Menilik Sosok Butá dalam Pameran Self Reflection

“Murka sang Duta”

Kepandaian mengolah unsur-unsur dalam pokok perupaan, tidak bisa dicapai tanpa pengalaman dan pengetahuan yang diuji oleh waktu, gairah serta energi mengembangkan segenap potensi diri dalam proses ‘menjadi diri sendiri’. – Tiang Senja


Self dalam bahasa Indonesia berarti diri. Artian dari diri ini merujuk kepada pribadi setiap manusia yang unik dan tidak ada duanya. Setiap insan memiliki karakter yang berbeda satu dengan yang lainnya dan itu mutlak tidak bisa diganggu gugat. Sedangkan Reflection berarti cerminan, yang berarti gambaran yang tercipta dari pantulan objek yang kita lihat. Pada konteks ini, Self Reflection memiliki arti bahwa setiap karya merupakan cerminan dan gambaran dari sang seniman itu sendiri.

Bertema Self Reflection dan dominan digarap oleh mahasiswa-mahasiswi jurusan seni murni angkatan 2019 ISI Yogyakarta. Pameran ini juga bagian program yang dicanangkan oleh pemerintah yaitu program kampus merdeka.

“Pameran ini merupakan ungkapan jati diri dan karakter setiap seniman yang berproses mulai dari awal masuk kuliah hingga sekarang” begitu ungkap Fachrizal. Seniman yang menunjukkan jati dirinya dalam pameran ini antara lain, Adi Sadewo, Ananda Fachrizal, Anindita Nastiti, Muh. Nur Ikhsan, Paskalis Gangga, Primadi Priyo, Ridho Sembodo, Septi Nurdaisna, dan Tsanamerra Larevue.

Pameran ini diharapkan menjadi tempat untuk menemukan jati diri sebagai seorang seniman dalam menciptakan sebuah karya. Dengan adanya pameran ini pencipta karya diajak untuk dapat merefleksikan kejujuran mereka akan ekpresi diri sendiri atau mengikuti hasrat artistik diluar jati diri mereka.

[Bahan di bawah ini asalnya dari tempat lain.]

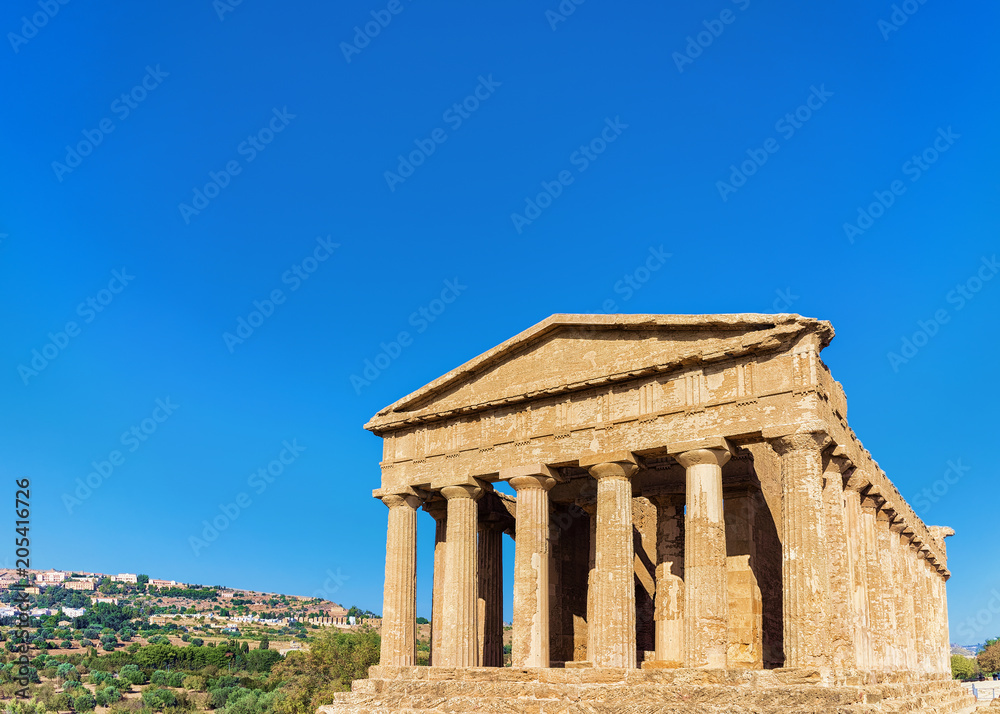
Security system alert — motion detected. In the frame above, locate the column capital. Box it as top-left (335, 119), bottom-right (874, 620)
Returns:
top-left (441, 484), bottom-right (483, 501)
top-left (764, 431), bottom-right (830, 456)
top-left (500, 464), bottom-right (562, 491)
top-left (844, 468), bottom-right (871, 493)
top-left (580, 451), bottom-right (639, 481)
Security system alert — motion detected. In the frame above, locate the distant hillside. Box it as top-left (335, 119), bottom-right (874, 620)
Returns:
top-left (0, 569), bottom-right (376, 623)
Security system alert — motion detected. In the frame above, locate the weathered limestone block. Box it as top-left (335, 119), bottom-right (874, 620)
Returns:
top-left (424, 500), bottom-right (448, 665)
top-left (501, 466), bottom-right (556, 667)
top-left (725, 491), bottom-right (764, 669)
top-left (844, 472), bottom-right (873, 672)
top-left (477, 521), bottom-right (503, 667)
top-left (771, 433), bottom-right (831, 672)
top-left (440, 485), bottom-right (482, 667)
top-left (549, 494), bottom-right (590, 667)
top-left (653, 496), bottom-right (684, 667)
top-left (875, 503), bottom-right (902, 670)
top-left (861, 493), bottom-right (889, 672)
top-left (632, 496), bottom-right (656, 663)
top-left (823, 447), bottom-right (857, 674)
top-left (580, 452), bottom-right (638, 668)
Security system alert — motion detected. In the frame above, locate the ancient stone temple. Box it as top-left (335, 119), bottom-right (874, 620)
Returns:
top-left (326, 314), bottom-right (972, 712)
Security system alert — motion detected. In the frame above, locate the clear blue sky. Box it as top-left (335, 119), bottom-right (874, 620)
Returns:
top-left (0, 0), bottom-right (1000, 641)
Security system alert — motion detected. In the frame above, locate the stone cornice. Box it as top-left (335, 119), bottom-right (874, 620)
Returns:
top-left (365, 313), bottom-right (834, 428)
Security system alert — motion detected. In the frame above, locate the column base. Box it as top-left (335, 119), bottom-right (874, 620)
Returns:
top-left (642, 659), bottom-right (684, 669)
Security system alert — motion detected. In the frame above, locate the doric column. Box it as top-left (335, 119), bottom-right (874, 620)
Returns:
top-left (771, 432), bottom-right (830, 672)
top-left (914, 541), bottom-right (932, 675)
top-left (424, 501), bottom-right (448, 665)
top-left (379, 486), bottom-right (420, 667)
top-left (500, 464), bottom-right (556, 667)
top-left (844, 470), bottom-right (872, 672)
top-left (478, 521), bottom-right (503, 667)
top-left (651, 494), bottom-right (684, 667)
top-left (861, 489), bottom-right (888, 672)
top-left (580, 451), bottom-right (639, 668)
top-left (891, 520), bottom-right (917, 672)
top-left (440, 484), bottom-right (482, 667)
top-left (723, 486), bottom-right (764, 669)
top-left (674, 442), bottom-right (731, 669)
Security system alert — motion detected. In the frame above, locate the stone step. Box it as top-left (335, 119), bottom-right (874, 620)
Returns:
top-left (320, 674), bottom-right (974, 714)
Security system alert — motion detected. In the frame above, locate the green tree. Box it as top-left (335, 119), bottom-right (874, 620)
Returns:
top-left (181, 675), bottom-right (205, 692)
top-left (142, 689), bottom-right (177, 711)
top-left (951, 655), bottom-right (976, 679)
top-left (976, 639), bottom-right (1000, 675)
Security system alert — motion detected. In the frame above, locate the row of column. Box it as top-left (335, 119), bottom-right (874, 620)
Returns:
top-left (382, 434), bottom-right (949, 673)
top-left (836, 476), bottom-right (951, 675)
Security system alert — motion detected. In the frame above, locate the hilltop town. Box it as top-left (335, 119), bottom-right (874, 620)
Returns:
top-left (0, 569), bottom-right (381, 633)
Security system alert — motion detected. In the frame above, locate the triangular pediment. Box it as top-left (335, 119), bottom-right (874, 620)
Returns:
top-left (366, 314), bottom-right (833, 433)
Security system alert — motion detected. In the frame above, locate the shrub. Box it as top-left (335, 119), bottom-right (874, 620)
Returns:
top-left (181, 675), bottom-right (205, 692)
top-left (4, 699), bottom-right (45, 714)
top-left (208, 687), bottom-right (236, 709)
top-left (56, 662), bottom-right (80, 679)
top-left (73, 692), bottom-right (97, 712)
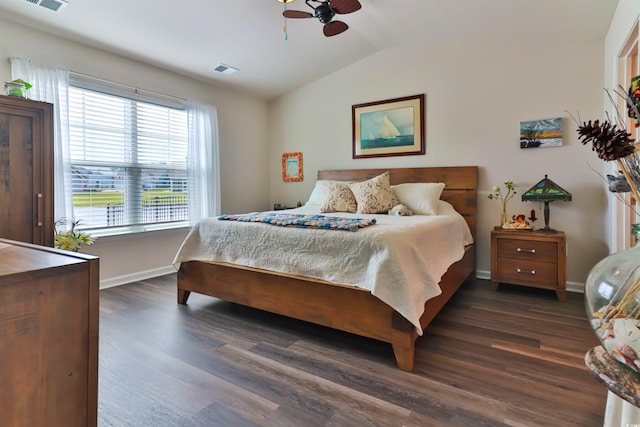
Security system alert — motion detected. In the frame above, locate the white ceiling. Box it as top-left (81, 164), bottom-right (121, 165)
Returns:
top-left (0, 0), bottom-right (618, 99)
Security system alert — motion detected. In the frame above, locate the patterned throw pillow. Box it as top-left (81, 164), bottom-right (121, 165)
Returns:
top-left (320, 182), bottom-right (357, 212)
top-left (349, 172), bottom-right (400, 214)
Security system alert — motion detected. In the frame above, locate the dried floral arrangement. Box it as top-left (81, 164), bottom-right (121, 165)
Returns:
top-left (571, 87), bottom-right (640, 373)
top-left (569, 87), bottom-right (640, 201)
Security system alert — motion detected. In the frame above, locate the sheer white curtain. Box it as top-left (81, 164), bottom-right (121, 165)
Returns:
top-left (187, 102), bottom-right (220, 225)
top-left (9, 57), bottom-right (73, 229)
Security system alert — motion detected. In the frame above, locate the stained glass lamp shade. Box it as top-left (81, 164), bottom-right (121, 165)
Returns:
top-left (522, 175), bottom-right (571, 231)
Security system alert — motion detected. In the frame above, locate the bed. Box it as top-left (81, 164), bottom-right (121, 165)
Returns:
top-left (175, 166), bottom-right (478, 371)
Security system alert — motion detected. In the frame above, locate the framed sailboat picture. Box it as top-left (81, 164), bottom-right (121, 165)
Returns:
top-left (351, 94), bottom-right (425, 159)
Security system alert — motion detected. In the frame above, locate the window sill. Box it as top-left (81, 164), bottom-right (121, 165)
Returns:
top-left (86, 221), bottom-right (190, 240)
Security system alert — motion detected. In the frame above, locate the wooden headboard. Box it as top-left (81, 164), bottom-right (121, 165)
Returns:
top-left (318, 166), bottom-right (478, 239)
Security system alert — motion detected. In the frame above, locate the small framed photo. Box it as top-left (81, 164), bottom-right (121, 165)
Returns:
top-left (282, 152), bottom-right (302, 182)
top-left (351, 94), bottom-right (425, 159)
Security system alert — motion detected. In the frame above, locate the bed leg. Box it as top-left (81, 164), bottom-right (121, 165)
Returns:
top-left (178, 288), bottom-right (191, 304)
top-left (391, 337), bottom-right (416, 372)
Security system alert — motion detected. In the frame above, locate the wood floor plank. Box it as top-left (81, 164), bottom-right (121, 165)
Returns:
top-left (99, 274), bottom-right (607, 427)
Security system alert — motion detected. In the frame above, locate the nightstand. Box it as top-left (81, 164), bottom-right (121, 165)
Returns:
top-left (491, 230), bottom-right (567, 301)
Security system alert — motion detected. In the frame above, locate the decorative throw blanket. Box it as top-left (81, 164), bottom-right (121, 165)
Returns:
top-left (218, 212), bottom-right (376, 231)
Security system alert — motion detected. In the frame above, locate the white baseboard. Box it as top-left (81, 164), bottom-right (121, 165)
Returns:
top-left (100, 265), bottom-right (176, 289)
top-left (476, 270), bottom-right (584, 294)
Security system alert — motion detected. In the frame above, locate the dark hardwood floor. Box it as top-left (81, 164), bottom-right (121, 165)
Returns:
top-left (99, 275), bottom-right (607, 427)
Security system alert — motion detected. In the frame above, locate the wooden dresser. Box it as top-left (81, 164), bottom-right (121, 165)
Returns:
top-left (491, 230), bottom-right (567, 301)
top-left (0, 239), bottom-right (99, 427)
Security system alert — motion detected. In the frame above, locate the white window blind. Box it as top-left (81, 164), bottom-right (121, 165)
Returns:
top-left (69, 86), bottom-right (189, 234)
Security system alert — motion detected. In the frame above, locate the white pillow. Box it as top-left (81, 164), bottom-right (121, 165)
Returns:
top-left (305, 179), bottom-right (353, 206)
top-left (349, 172), bottom-right (399, 214)
top-left (391, 182), bottom-right (444, 215)
top-left (320, 182), bottom-right (358, 212)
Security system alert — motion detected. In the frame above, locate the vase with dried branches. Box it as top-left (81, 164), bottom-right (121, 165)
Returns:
top-left (574, 88), bottom-right (640, 375)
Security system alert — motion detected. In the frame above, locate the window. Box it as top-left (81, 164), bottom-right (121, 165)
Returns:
top-left (69, 86), bottom-right (189, 235)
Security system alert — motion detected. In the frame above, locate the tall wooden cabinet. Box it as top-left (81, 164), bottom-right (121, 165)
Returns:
top-left (0, 239), bottom-right (99, 427)
top-left (0, 96), bottom-right (54, 246)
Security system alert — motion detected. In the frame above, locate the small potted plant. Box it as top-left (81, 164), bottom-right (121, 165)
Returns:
top-left (4, 79), bottom-right (33, 98)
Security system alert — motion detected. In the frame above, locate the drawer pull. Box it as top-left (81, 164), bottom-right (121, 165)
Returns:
top-left (516, 248), bottom-right (536, 254)
top-left (36, 193), bottom-right (42, 227)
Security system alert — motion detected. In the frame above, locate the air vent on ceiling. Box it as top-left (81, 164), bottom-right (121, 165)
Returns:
top-left (214, 64), bottom-right (239, 74)
top-left (26, 0), bottom-right (69, 12)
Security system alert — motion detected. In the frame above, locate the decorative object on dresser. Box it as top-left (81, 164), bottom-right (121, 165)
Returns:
top-left (351, 94), bottom-right (425, 159)
top-left (491, 230), bottom-right (567, 301)
top-left (174, 166), bottom-right (478, 371)
top-left (584, 346), bottom-right (640, 408)
top-left (487, 180), bottom-right (517, 228)
top-left (522, 175), bottom-right (571, 232)
top-left (584, 224), bottom-right (640, 376)
top-left (4, 79), bottom-right (33, 98)
top-left (0, 239), bottom-right (99, 426)
top-left (282, 152), bottom-right (302, 182)
top-left (0, 96), bottom-right (54, 246)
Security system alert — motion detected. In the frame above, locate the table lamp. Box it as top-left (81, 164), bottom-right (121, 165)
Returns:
top-left (522, 175), bottom-right (571, 232)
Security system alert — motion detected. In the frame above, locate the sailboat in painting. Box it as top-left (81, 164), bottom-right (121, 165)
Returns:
top-left (380, 115), bottom-right (400, 139)
top-left (360, 114), bottom-right (414, 149)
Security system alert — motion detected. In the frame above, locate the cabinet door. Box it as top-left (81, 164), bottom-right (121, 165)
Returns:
top-left (0, 97), bottom-right (54, 246)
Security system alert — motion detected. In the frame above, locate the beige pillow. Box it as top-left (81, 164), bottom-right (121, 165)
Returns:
top-left (349, 172), bottom-right (399, 214)
top-left (320, 182), bottom-right (357, 212)
top-left (391, 182), bottom-right (444, 215)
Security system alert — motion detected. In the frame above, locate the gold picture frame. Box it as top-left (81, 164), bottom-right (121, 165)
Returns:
top-left (351, 94), bottom-right (425, 159)
top-left (282, 152), bottom-right (302, 182)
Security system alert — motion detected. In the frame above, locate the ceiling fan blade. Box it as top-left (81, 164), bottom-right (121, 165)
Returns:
top-left (329, 0), bottom-right (362, 15)
top-left (322, 21), bottom-right (349, 37)
top-left (282, 10), bottom-right (313, 18)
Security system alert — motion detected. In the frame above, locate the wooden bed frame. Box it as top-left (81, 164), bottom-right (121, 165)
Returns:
top-left (178, 166), bottom-right (478, 371)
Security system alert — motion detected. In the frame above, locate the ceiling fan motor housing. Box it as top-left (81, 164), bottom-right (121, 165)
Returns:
top-left (315, 3), bottom-right (336, 24)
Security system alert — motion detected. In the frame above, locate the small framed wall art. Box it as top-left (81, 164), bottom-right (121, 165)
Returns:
top-left (351, 94), bottom-right (425, 159)
top-left (282, 152), bottom-right (302, 182)
top-left (520, 117), bottom-right (562, 148)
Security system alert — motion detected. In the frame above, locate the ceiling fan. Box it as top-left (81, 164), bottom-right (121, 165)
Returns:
top-left (282, 0), bottom-right (362, 37)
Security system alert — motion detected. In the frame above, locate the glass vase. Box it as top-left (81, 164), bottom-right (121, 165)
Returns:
top-left (500, 203), bottom-right (509, 227)
top-left (585, 224), bottom-right (640, 375)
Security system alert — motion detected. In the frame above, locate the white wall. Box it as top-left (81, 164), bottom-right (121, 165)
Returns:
top-left (0, 19), bottom-right (269, 286)
top-left (269, 40), bottom-right (607, 289)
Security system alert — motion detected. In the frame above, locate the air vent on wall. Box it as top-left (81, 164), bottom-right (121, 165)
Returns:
top-left (26, 0), bottom-right (69, 12)
top-left (214, 64), bottom-right (238, 74)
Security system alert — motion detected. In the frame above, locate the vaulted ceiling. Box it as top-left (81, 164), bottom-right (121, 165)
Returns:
top-left (0, 0), bottom-right (618, 100)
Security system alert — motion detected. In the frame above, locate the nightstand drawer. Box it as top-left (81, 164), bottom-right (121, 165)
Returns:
top-left (497, 260), bottom-right (558, 288)
top-left (498, 239), bottom-right (558, 263)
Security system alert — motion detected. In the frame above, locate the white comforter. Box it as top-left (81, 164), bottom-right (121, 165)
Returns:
top-left (173, 201), bottom-right (473, 335)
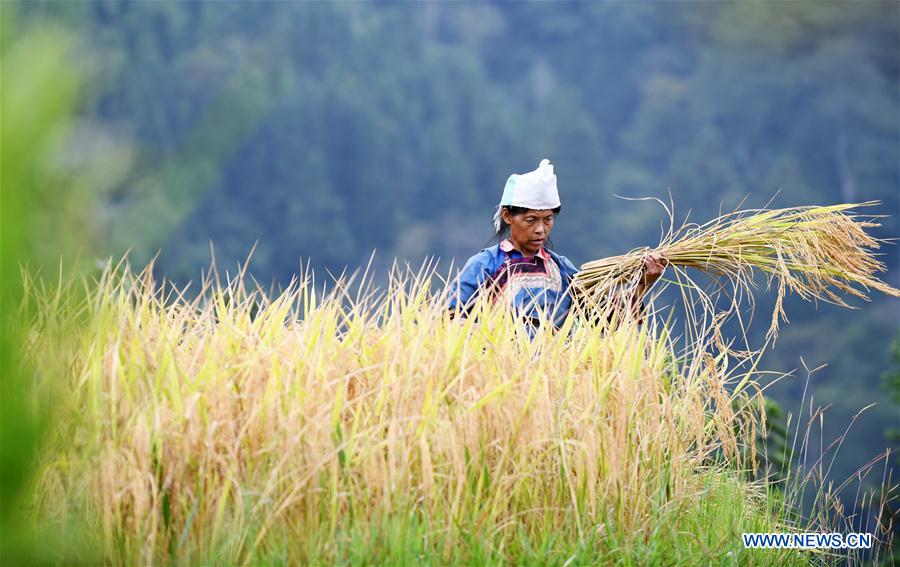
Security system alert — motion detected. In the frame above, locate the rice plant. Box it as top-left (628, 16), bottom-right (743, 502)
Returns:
top-left (573, 201), bottom-right (900, 338)
top-left (25, 246), bottom-right (892, 565)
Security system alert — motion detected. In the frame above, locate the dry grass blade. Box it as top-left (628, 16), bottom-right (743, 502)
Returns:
top-left (573, 201), bottom-right (900, 337)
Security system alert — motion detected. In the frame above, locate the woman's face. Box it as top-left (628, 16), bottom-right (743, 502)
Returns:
top-left (502, 209), bottom-right (554, 257)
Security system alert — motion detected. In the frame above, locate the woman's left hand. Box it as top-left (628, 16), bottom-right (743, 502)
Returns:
top-left (641, 253), bottom-right (669, 288)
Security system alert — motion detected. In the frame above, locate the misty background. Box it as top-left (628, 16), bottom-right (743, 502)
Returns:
top-left (14, 0), bottom-right (900, 504)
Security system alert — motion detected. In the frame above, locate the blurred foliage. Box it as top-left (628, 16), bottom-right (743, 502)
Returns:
top-left (12, 0), bottom-right (900, 506)
top-left (0, 4), bottom-right (78, 565)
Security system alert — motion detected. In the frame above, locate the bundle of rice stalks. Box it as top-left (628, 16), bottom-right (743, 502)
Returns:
top-left (572, 201), bottom-right (900, 337)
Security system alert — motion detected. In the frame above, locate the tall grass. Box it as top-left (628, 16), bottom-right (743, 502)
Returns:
top-left (25, 256), bottom-right (884, 565)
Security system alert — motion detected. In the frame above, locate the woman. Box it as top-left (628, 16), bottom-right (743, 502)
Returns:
top-left (448, 159), bottom-right (668, 329)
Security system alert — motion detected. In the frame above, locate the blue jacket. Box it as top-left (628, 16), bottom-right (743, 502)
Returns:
top-left (448, 240), bottom-right (578, 328)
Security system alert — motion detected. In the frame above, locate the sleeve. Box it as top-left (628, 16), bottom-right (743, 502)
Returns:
top-left (447, 249), bottom-right (491, 311)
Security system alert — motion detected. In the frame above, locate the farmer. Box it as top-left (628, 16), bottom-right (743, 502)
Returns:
top-left (448, 159), bottom-right (668, 332)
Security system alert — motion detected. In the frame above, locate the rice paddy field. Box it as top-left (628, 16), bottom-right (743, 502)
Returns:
top-left (25, 245), bottom-right (892, 565)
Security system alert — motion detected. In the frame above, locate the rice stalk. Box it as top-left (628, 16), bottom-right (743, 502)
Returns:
top-left (572, 201), bottom-right (900, 338)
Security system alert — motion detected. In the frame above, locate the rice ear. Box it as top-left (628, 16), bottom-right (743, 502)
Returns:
top-left (572, 201), bottom-right (900, 338)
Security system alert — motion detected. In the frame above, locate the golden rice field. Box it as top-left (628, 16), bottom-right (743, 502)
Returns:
top-left (19, 258), bottom-right (823, 565)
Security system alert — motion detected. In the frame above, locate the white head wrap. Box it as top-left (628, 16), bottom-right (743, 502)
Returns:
top-left (494, 159), bottom-right (559, 232)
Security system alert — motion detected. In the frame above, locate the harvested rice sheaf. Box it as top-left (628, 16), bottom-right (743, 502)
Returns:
top-left (572, 201), bottom-right (900, 337)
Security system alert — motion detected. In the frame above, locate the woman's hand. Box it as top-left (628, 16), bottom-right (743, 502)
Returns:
top-left (639, 253), bottom-right (669, 290)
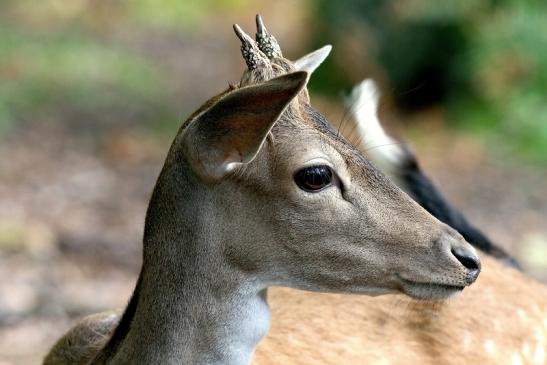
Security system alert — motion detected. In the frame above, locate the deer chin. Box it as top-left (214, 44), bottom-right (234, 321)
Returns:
top-left (399, 276), bottom-right (466, 300)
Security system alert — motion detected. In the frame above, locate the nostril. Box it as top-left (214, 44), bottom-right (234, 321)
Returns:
top-left (451, 247), bottom-right (480, 271)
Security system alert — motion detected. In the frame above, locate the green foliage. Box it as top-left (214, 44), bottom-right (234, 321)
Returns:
top-left (314, 0), bottom-right (547, 163)
top-left (0, 26), bottom-right (173, 134)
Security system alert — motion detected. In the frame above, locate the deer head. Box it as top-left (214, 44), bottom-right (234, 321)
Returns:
top-left (144, 17), bottom-right (480, 299)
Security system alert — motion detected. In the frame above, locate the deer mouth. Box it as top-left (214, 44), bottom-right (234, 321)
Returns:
top-left (399, 276), bottom-right (465, 300)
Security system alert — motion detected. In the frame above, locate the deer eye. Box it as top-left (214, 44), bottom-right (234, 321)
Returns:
top-left (294, 165), bottom-right (333, 192)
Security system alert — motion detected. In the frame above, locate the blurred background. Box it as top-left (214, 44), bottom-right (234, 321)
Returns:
top-left (0, 0), bottom-right (547, 365)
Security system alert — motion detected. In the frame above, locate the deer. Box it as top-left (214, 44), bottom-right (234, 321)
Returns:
top-left (44, 16), bottom-right (481, 365)
top-left (254, 80), bottom-right (547, 365)
top-left (346, 79), bottom-right (521, 269)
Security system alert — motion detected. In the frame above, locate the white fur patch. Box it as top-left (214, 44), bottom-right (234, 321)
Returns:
top-left (347, 79), bottom-right (405, 175)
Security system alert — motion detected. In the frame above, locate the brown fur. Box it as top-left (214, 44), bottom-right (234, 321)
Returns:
top-left (46, 256), bottom-right (547, 365)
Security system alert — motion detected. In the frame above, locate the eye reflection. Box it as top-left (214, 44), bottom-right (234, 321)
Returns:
top-left (294, 165), bottom-right (333, 192)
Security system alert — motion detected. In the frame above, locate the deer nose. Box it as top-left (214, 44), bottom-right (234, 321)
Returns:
top-left (450, 247), bottom-right (481, 283)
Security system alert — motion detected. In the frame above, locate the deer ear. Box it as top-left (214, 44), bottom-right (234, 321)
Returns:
top-left (294, 45), bottom-right (332, 75)
top-left (182, 72), bottom-right (308, 181)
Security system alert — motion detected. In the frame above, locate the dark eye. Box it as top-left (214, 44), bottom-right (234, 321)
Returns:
top-left (294, 165), bottom-right (333, 191)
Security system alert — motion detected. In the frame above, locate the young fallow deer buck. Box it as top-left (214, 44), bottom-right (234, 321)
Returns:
top-left (45, 17), bottom-right (480, 365)
top-left (255, 81), bottom-right (547, 365)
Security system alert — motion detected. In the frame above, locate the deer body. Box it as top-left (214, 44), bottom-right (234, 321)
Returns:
top-left (46, 256), bottom-right (547, 365)
top-left (45, 15), bottom-right (480, 365)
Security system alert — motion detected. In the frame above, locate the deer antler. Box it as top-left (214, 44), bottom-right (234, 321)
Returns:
top-left (256, 14), bottom-right (283, 59)
top-left (234, 24), bottom-right (270, 70)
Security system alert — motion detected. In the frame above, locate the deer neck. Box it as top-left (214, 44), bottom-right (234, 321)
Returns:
top-left (98, 171), bottom-right (269, 365)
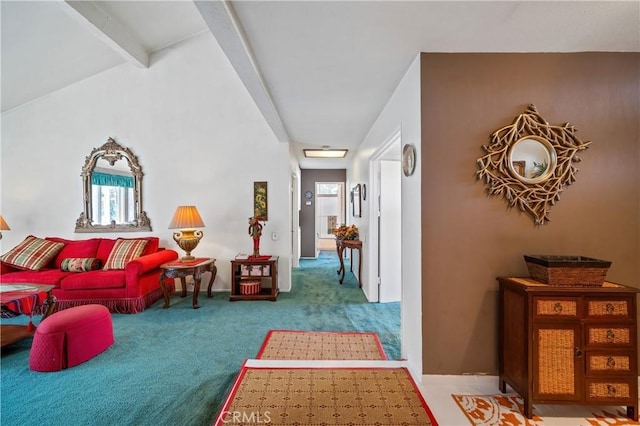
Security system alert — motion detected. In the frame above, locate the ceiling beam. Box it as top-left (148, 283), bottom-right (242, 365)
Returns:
top-left (60, 1), bottom-right (149, 68)
top-left (194, 1), bottom-right (290, 143)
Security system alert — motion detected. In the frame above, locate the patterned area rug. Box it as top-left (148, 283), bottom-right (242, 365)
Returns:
top-left (214, 365), bottom-right (437, 426)
top-left (451, 394), bottom-right (639, 426)
top-left (257, 330), bottom-right (387, 360)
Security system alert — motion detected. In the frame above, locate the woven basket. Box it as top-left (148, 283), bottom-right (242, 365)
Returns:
top-left (524, 255), bottom-right (611, 287)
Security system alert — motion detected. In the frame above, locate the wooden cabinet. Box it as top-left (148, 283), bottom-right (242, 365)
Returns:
top-left (498, 277), bottom-right (640, 421)
top-left (229, 256), bottom-right (279, 302)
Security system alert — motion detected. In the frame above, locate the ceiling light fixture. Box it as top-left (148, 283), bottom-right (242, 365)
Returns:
top-left (303, 147), bottom-right (349, 158)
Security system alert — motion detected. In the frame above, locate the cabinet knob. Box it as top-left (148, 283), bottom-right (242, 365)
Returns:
top-left (607, 330), bottom-right (616, 342)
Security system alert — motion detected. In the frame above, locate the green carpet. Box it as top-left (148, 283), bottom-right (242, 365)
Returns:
top-left (0, 251), bottom-right (400, 426)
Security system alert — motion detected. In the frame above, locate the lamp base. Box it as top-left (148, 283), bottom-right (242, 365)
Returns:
top-left (173, 229), bottom-right (203, 261)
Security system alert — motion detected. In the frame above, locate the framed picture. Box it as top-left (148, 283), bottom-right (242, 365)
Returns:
top-left (253, 182), bottom-right (269, 221)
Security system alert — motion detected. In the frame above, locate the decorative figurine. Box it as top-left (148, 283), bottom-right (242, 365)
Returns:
top-left (249, 216), bottom-right (262, 257)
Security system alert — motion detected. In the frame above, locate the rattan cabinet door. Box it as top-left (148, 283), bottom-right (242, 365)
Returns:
top-left (533, 322), bottom-right (583, 402)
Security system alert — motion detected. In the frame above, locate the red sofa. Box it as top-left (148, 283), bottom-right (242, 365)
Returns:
top-left (0, 237), bottom-right (178, 314)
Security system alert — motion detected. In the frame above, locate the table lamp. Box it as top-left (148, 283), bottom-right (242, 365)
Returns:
top-left (0, 214), bottom-right (11, 240)
top-left (169, 206), bottom-right (204, 261)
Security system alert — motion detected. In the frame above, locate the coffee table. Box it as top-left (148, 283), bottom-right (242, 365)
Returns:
top-left (0, 283), bottom-right (56, 348)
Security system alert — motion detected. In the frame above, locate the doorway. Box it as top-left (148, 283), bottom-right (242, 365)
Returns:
top-left (315, 182), bottom-right (345, 256)
top-left (369, 130), bottom-right (402, 303)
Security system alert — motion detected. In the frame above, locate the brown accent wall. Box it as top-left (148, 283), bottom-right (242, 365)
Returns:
top-left (420, 53), bottom-right (640, 374)
top-left (300, 169), bottom-right (347, 257)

Saya berkesempatan untuk mampir dan berkeliling untuk melihat lihat karya yang ditampilkan. Di ruang pameran, terdapat satu karya yang menarik hati saya, judulnya “Murka sang Duta” dari Primadi Priyo.

Selain tampak gagah, kesan budaya tradisional Jawa juga nampak jelas pada karya ini. Penggambaran wayang yang disuguhkan dengan apik membuat unsur kebudayaan lokal tersebut yang kemudian membuat hati saya melirik sosok Butá .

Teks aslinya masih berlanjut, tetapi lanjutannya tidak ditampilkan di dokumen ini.